Not near as exciting as The Three Musketeers and not near as entertaining as The Three Amigos, but there are three kettlebell cleans.
But, first, allow me to digress.
“Form ever follows function.”—Louis Sullivan
Or, said another way, the design of something comes before the use of it.
“Form follows function—that has been misunderstood. Form and function should be one….”—Frank Lloyd Wright
Or, the design and use of something should be intertwined.
Yes, really. The idea that a form (in our case the kettlebell clean) determines or is intertwined with the why or use of something is important in understanding the three cleans.
The three cleans are:
- The kettlebell clean as a standalone exercise
- The kettlebell clean as part of a kettlebell clean and press
- The kettlebell clean as part of a kettlebell front squat
Why are architecture, form, and function important?
The type of kettlebell clean (form) sets the structure for the goal exercise (function).
1. The Kettlebell Clean as a Standalone Exercise
The kettlebell clean is a powerful exercise for either power or conditioning. In the original Russian Kettlebell Challenge book, Pavel wrote about a study where a set of 10 kettlebell cleans with double 32kg bells left experienced lifters’ heart rates elevated for quite some time.
The kettlebell clean teaches you how to tame the arc of the kettlebell and direct your energy in an efficient manner to a strong rack position. This strong rack position is achieved while directing the energy of the movement into the ground so there is no impact to you while performing the clean.

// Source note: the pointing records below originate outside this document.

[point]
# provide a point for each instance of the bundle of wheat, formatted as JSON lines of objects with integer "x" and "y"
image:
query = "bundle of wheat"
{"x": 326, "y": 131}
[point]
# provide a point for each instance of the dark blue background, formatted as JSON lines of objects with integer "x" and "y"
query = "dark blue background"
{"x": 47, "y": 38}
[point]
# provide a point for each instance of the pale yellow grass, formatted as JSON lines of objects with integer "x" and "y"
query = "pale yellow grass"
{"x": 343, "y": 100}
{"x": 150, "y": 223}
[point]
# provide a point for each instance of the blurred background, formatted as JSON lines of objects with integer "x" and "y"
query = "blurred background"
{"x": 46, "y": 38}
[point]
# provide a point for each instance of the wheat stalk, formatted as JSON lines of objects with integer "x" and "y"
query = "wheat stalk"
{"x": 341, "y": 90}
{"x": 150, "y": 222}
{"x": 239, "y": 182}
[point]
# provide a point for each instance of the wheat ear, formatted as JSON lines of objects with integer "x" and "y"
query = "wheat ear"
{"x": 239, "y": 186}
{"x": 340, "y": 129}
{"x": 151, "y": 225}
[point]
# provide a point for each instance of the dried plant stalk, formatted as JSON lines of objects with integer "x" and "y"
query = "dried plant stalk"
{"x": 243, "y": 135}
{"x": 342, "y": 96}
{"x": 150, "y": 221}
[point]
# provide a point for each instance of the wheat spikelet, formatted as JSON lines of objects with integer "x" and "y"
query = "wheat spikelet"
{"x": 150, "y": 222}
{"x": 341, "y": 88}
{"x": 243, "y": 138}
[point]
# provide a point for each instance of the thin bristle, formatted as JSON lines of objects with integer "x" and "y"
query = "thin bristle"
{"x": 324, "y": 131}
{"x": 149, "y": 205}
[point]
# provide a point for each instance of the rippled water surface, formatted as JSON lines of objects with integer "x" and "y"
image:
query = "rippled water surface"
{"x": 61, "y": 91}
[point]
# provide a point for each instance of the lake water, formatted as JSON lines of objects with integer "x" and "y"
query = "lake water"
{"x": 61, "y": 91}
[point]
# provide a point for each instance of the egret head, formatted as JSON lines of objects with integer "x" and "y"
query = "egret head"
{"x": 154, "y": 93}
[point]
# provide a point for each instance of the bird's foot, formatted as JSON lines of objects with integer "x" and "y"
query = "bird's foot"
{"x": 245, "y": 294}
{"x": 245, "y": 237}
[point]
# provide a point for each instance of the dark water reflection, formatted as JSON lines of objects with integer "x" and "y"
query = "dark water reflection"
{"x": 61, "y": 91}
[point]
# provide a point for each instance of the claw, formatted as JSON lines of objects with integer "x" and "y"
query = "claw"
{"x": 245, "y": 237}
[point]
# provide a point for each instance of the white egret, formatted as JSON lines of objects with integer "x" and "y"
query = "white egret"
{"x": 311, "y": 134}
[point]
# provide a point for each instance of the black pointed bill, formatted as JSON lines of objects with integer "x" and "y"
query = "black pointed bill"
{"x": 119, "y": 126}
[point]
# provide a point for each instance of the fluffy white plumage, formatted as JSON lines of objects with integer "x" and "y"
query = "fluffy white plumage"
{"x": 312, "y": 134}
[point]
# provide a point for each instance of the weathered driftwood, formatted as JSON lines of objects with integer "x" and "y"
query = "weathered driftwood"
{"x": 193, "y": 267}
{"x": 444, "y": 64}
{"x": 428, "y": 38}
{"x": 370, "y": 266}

It can be performed as a “dead clean,” where the kettlebell is brought to the rack straight from the ground without a pre-swing. It can be performed as a “hang clean,” where the kettlebell is brought to the rack from a hanging position. It can also be performed for continuous repetitions or as part of a complex.
2. The Kettlebell Clean and Press
As part of the kettlebell clean and press, the clean is used to set up the press. In this case, the finish/rack position should facilitate the loading of tension in the body and the lats for the press, and the form/structure of the rack position should facilitate the press by establishing the vertical column of the body for the press. That includes the vertical forearm in the rack position.
The form follows the function. The rack position of the clean facilitates the press.
3. The Kettlebell Front Squat
As part of the kettlebell front squat, the clean is used to set up the front squat. In this case, the rack position allows for the centering of the center of mass of the kettlebells and the body. It is a tighter rack position where the upper arms may even fold toward the midline, to the point of sometime interlacing the fingers. (Women should use caution in this case to avoid too much pressure or impact on the chest.)
The form follows the function. The rack position facilitates the squat.
Watch this video to see all the cleans in action:
Conclusion on the 3 Cleans
So, while the hip action and mechanics of the kettlebell clean are the same, it is the rack position that directs us to the function or use of the clean. During the kettlebell clean and press, the rack position sets up a strong press. During the front squat, the rack position sets up the squat (though keep in mind you may need to adjust your stance between your clean and your squat). During repetition kettlebell cleans, the taming of the arc and direction of energy are the focus.
Three cleans where the form follows the function.
P.S. Okay, yes, there are four cleans, but that didn’t fit my Three Amigos reference.